De Mao à Xi: comment l’image du Parti communiste chinois a évolué en un siècle
Gommées les « erreurs » de la période Mao et leurs millions de morts. Le Parti communiste chinois (PCC) fête son centenaire, avec un déferlement de propagande à la gloire d’une Chine devenue en 40 ans la deuxième puissance économique mondiale.
Epuration, répression, famine… Le bilan humain du fondateur de la République populaire Mao Tsé-toung, au pouvoir de 1949 à 1976, s’estompe dans la Chine de 2021, où son lointain successeur Xi Jinping s’efforce d’asseoir la légitimité historique du régime.
A 1.600 km plus au sud, dans sa province natale du Hunan, le « Grand timonier » est quasiment divinisé pour des millions de touristes qui viennent lui rendre hommage chaque année. Au pied d’un buste géant du défunt président à Changsha, la capitale provinciale, les jeunes visiteurs retiennent avant tout l’essor du pays sous la férule du parti au pouvoir. « La Chine s’est développée grâce aux efforts de nos ancêtres et de cette génération de membres du Parti communiste », explique un étudiant de 23 ans, Li Peng, entre selfies et thé aux perles.
Radicalement transformée par quatre décennies de réformes économiques, la Chine d’aujourd’hui n’a plus grand chose à voir avec celle de Mao. Pour autant, « le PCC n’est pas sur le point de mourir. C’est un parti plein de vie, les jeunes sont particulièrement patriotes et n’ont pas peur de le dire », assure le jeune Li, lui-même membre du parti au pouvoir.
« Vision correcte » de l’histoire
Cent ans après la fondation clandestine du mouvement dans l’ex-concession française à Shanghai en juillet 1921, le président Xi insiste régulièrement sur la nécessité d’enseigner « une vision correcte » de l’histoire du Parti. Une campagne qui se traduit par une vogue du « tourisme rouge » dans les hauts lieux de la révolution chinoise, par des films ou des séries télévisées à la gloire des pionniers du communisme.
La version désormais enseignée est fortement expurgée dans la dernière édition de l’histoire officielle du Parti, où les 10 années de violence politique de la « Révolution culturelle » (1966-76) n’ont droit qu’à trois pages. Exit aussi la Grande famine (1958-62) et ses dizaines de millions de morts consécutifs au « Grand bond en avant », une campagne de développement économique à marche forcée. Le livre ne s’y arrête qu’en passant en évoquant une « catastrophe naturelle ».

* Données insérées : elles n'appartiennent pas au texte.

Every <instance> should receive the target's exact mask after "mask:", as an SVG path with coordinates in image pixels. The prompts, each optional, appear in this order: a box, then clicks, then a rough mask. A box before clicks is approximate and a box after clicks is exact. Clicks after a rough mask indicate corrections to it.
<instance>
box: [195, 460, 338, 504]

En revanche, les accomplissements du régime depuis l’arrivée au pouvoir de Xi Jinping fin 2012 occupent un quart de l’ouvrage. Cette réécriture historique « vise à renforcer l’image de Xi Jinping en recentrant le Parti autour de lui », relève le sinologue Carl Minzner, de l’Université Fordham aux Etats-Unis.
Les mêmes erreurs?
Dans les médias inféodés au pouvoir, la critique du passé est qualifiée de « nihilisme historique » et promptement coupée par la censure. « Débattre de l’ère maoïste est impossible en Chine aujourd’hui », résume l’historienne Julia Lovell, de l’Université de Londres. « Pour Xi Jinping, le culte de Mao c’est une façon d’accroître l’emprise du Parti, de célébrer une philosophie de lutte sans scrupules contre les adversaires et de centraliser le pouvoir personnel », observe-t-elle. Cela « ne colle pas vraiment avec la Chine d’aujourd’hui, qui s’est tellement transformée depuis Mao ».

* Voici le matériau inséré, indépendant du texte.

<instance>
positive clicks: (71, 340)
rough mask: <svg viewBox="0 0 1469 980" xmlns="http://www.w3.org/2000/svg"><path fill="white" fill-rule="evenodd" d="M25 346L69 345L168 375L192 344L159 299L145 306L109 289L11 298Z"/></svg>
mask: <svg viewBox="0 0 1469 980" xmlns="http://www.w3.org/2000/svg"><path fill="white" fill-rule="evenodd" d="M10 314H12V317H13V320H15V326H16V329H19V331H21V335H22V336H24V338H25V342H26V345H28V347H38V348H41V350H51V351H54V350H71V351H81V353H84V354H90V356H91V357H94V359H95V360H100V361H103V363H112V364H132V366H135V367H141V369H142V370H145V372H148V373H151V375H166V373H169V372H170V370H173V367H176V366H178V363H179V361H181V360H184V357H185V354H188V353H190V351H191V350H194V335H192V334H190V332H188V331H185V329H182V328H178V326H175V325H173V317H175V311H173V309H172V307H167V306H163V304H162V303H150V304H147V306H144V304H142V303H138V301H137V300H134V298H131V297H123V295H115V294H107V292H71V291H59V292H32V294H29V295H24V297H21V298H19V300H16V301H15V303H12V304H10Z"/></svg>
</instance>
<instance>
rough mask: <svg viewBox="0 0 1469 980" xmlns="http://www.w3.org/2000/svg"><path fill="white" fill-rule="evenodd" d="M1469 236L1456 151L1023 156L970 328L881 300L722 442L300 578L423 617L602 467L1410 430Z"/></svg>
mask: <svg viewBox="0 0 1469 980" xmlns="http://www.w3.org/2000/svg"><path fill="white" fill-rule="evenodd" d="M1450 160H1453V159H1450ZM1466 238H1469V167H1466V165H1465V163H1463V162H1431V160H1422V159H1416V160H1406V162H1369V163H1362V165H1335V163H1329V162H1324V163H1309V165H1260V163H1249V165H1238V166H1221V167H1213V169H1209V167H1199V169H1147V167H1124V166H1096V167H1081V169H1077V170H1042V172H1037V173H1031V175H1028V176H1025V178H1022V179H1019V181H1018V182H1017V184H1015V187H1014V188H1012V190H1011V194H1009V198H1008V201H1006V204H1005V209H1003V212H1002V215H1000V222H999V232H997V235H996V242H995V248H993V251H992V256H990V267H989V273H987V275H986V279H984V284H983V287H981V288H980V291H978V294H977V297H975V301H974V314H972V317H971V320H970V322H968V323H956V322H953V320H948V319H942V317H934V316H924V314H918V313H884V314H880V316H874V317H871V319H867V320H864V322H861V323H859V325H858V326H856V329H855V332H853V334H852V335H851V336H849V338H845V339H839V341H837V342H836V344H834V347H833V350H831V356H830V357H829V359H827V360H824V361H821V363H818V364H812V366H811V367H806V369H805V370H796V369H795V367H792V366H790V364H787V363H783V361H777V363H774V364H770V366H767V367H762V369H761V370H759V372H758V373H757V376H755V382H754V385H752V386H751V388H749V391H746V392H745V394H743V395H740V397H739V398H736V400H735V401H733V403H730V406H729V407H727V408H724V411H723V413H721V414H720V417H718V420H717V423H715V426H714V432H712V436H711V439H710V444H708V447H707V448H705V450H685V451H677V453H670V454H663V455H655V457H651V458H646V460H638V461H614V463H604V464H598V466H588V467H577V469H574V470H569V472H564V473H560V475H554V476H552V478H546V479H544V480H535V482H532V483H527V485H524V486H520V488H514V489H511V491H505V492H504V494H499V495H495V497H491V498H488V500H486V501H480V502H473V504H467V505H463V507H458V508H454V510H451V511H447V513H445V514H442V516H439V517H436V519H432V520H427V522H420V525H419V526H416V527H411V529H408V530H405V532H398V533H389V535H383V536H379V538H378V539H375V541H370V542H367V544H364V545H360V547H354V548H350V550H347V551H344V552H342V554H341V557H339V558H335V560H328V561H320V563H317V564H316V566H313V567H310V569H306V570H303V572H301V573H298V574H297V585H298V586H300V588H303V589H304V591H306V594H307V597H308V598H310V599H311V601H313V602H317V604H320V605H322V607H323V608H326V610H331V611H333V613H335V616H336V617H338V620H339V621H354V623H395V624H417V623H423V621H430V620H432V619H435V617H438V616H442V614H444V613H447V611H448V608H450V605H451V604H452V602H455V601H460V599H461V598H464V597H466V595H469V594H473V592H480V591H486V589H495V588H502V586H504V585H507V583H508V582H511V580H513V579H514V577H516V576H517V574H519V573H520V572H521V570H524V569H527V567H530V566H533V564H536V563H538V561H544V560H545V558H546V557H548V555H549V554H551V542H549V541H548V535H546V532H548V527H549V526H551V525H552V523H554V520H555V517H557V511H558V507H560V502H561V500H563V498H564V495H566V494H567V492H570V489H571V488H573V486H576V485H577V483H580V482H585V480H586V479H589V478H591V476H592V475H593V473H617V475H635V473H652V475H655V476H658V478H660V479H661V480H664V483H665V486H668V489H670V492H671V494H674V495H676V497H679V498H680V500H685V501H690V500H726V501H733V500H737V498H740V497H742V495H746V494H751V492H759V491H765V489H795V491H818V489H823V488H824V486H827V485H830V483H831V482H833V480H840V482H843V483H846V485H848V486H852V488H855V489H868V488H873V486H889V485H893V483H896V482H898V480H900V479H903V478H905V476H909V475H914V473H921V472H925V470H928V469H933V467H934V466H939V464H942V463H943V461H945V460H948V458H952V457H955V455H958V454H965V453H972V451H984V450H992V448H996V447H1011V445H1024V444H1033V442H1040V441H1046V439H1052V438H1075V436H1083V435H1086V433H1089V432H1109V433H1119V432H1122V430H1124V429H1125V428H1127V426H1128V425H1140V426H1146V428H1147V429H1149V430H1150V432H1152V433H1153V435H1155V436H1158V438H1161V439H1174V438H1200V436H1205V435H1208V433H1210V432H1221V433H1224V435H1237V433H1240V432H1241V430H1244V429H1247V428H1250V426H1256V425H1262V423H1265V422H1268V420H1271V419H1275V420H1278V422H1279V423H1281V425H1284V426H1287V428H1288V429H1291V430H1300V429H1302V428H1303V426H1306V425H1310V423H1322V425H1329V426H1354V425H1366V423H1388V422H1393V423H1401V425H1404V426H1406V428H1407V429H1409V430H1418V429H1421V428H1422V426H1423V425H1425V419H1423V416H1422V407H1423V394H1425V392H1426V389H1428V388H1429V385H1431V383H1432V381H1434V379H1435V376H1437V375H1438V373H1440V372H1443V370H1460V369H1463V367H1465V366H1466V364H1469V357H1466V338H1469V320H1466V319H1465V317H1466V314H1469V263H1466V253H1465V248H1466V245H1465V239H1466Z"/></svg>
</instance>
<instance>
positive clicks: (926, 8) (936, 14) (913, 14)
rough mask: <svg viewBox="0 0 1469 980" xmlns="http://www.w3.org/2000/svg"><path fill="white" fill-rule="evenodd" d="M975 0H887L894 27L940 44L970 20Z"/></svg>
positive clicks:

Loin du collectivisme maoïste, la Chine compte aujourd’hui le record du monde du nombre de milliardaires en dollars, devant les Etats-Unis, et ce pays aux inégalités criantes emprisonne régulièrement ses militants syndicaux indépendants. Le pouvoir n’en jouit pas moins d’un large soutien populaire sur fond de croissance économique et de diminution de la pauvreté. Et même si l’épidémie de Covid-19 a fait son apparition à Wuhan (centre), l’endiguement de la contamination est mise au crédit de l’exécutif.
Mais si le régime ne reconnaît pas ses erreurs, il court le risque de les commettre à nouveau, redoutent des sinologues. « Xi lui-même ne veut sûrement pas d’une nouvelle Révolution culturelle. Sa famille en a terriblement souffert », suppose Joseph Torigian, de l’Université Américaine à Washington. « Mais on peut dire que ce concept du pouvoir entre les mains d’un seul homme n’a jamais disparu ».